В общем революция 1848 года, как ему казалось, вполне подтверждала основную мысль его творчества: человек глуп, слаб, нечестен, ничего от него ждать нельзя, и надо из этого исходить. Все люди руководятся личными, чаще всего денежными, интересами, для осуществления их играют комедию — человеческую комедию — и в большинстве играют плохо. Многие свой интерес, или свое тщеславие, или свою злобность выдают за «любовь к народу» и так к этому привыкли, что сами давно этого не замечают. Патриотизм тут большого значения не имеет, так как это чувство общее всем и уживающееся с любыми взглядами. Дантон был патриот, и Людовик-Филипп патриот, и Ламартин тоже патриот. А так как люди в массе более или менее стоят друг друга, то не имеет большого значения и государственный строй, — лишь бы была твердая власть, обеспечивающая с одной стороны порядок, а с другой свободу мысли.

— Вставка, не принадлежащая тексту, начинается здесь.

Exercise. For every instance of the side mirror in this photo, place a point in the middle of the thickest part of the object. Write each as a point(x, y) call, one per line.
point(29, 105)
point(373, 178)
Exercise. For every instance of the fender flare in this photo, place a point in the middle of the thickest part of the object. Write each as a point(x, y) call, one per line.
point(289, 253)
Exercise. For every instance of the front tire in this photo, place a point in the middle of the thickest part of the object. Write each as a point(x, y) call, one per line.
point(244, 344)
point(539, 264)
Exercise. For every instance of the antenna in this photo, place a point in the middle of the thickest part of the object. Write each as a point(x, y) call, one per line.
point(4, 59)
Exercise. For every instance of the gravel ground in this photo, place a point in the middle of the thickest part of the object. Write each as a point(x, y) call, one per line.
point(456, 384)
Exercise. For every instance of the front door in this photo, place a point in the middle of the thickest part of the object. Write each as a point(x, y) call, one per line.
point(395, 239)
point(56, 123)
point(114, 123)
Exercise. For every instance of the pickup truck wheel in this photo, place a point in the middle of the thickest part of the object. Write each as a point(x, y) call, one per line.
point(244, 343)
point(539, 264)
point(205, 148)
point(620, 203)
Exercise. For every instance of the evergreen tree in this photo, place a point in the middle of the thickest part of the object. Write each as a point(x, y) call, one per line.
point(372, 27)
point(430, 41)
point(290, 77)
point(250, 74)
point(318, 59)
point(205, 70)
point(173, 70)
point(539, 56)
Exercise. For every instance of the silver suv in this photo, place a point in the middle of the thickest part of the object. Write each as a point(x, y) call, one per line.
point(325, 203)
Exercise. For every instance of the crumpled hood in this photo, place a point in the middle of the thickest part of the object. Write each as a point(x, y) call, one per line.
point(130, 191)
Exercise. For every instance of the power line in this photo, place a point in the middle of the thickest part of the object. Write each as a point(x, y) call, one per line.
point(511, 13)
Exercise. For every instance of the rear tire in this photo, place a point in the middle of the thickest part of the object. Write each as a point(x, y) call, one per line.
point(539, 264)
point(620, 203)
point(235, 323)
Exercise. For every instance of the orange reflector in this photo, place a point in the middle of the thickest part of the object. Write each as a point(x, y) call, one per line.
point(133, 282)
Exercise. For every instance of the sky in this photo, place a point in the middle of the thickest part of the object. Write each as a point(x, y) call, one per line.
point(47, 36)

Он — правда, без восторга — принял бы и республику, если бы она дала ему благоприятные условия для работы. Но Временное Правительство, занятое другими делами, интересовалось искусством так же мало, как Людовик-Филипп. Дела же после революции стали ухудшаться с жуткой быстротой. Рента и ценности падали на бирже с каждым днем. Богатые люди обеднели, ни на что больше денег не давали, оттого ли что с каждым днем всё сильнее ненавидели Ламартина, или же смутно чувствовали, что литература, вся вообще литература, приложила руку к тому, что произошло. Газеты перестали печатать романы, издатели не покупали книг или предлагали очень невыгодные условия. Театры, кроме одного, опустели. На представлении пьесы Виктора Гюго сбор составил девять франков. Тревога у Бальзака всё росла и понемногу перешла в панику: что делать? как жить? Вдобавок, революция 1848 года оказалась, как назло, самой международной и общечеловеческой из революций. За переворотом в Париже последовало что-то вроде переворотов в других странах. На Марсовом Поле спешно воздвигалась статуя в честь братской Германии. В Польше ожидалось восстание, парижские революционеры теперь каждый день требовали объявления войны России. Несмотря на свои симпатии к полякам, Бальзак слышать не хотел о войне за их освобождение. С падением крепостного права Ганская была бы, вероятно, разорена, — незачем освобождать крепостных, по крайней мере незачем теперь, им живется недурно, а там позднее будет видно.